According to Wikipedia a Folksonomy is a the practice of collaborative categorization using freely chosen keywords. Folksonomies offer an alternative to classification using ontologies that is more flexible and scalable and is therefore well suited for collaborative categorization by non-professionals.
Although ontologies are widely used to classify the information we posses about world, they are not flawless. Some people think that in the context of the Web the very purpose of ontologies (classifying objects into classes) is flawed. Clay Shirky has a recent interview on ITConversations entitled “Ontology is Overrated” on the topic. In my view everyone attempting to build a general ontology runs into a major problem: some concepts can be classified in different ways according to the expected use. Is Australia a continent, a country or a rugby team? No matter which of the classes is chosen there will be some users that will find the classification arbitrary. This is one reason why directory services (not only tools like LDAP, but also web directories like ODP and even file systems) offer the possibility to add aliases (symbolic links) between related categories that are part of different subtrees. While this could solve the classification problem in many of the cases, the amount of links that one has to add can be restrictive.

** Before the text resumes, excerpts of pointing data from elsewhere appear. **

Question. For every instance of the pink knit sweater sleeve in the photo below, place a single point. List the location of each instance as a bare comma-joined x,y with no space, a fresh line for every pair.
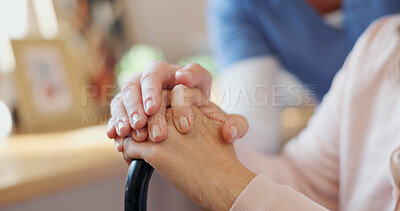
309,164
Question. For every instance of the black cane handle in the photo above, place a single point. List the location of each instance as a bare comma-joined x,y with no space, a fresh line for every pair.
137,183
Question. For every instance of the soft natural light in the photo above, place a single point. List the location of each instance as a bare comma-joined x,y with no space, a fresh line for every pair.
7,60
46,17
5,121
14,18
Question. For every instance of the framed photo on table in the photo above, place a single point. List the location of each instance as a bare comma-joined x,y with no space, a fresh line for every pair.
47,89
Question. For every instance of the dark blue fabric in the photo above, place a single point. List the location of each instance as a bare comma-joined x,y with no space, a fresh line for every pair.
293,32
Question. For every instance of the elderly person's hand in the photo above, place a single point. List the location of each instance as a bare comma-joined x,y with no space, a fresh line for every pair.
200,163
141,98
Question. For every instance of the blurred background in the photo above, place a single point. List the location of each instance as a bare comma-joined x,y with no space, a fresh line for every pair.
61,62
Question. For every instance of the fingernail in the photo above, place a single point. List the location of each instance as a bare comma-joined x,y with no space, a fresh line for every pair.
233,131
155,131
183,123
120,125
117,146
149,103
136,134
135,118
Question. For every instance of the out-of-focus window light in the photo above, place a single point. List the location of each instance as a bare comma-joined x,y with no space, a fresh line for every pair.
5,121
14,18
46,18
13,25
7,60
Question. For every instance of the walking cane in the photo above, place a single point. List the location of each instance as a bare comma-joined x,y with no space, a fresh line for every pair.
137,183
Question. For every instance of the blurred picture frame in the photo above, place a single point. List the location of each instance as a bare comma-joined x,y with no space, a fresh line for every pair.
48,95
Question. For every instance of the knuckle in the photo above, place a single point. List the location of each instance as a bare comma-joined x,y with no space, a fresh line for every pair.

What the folksonomies do is completely renounce to the hierarchical relations. Metadata is attached instead to each object in the form of tags (labels). A major advantage is that an object can have an arbitrarily large number of tags. Related tags can be determined automatically and used to increase the accuracy of the searches. Moreover these tags are added by the users themselves and not by experts. So it is the users that create metadata for their own individual use that is also shared throughout a community. Two such communities are Delicious and Flickr. Delicious allows users to store and share bookmarks while Flickr does the same thing for photos. Because the users can add any tags they like this is a very flexible way for users to organize their information. But things don’t stop here because the real power of folksonomies comes in when the supporting community grows large enough. Not only the categorization is usually comparable to that made by experts but the resulting system is much flexible and the advanced search capabilities are almost limitless. Although folksonomies are just beginning to become popular at this time, the idea behind them is very simple and interesting. They surely deserve further investigation.
For a more in-depth introduction to Folksonomies Adam Mathes has a very interesting article entitled “Folksonomies – Cooperative Classification and Communication Through Shared Metadata“.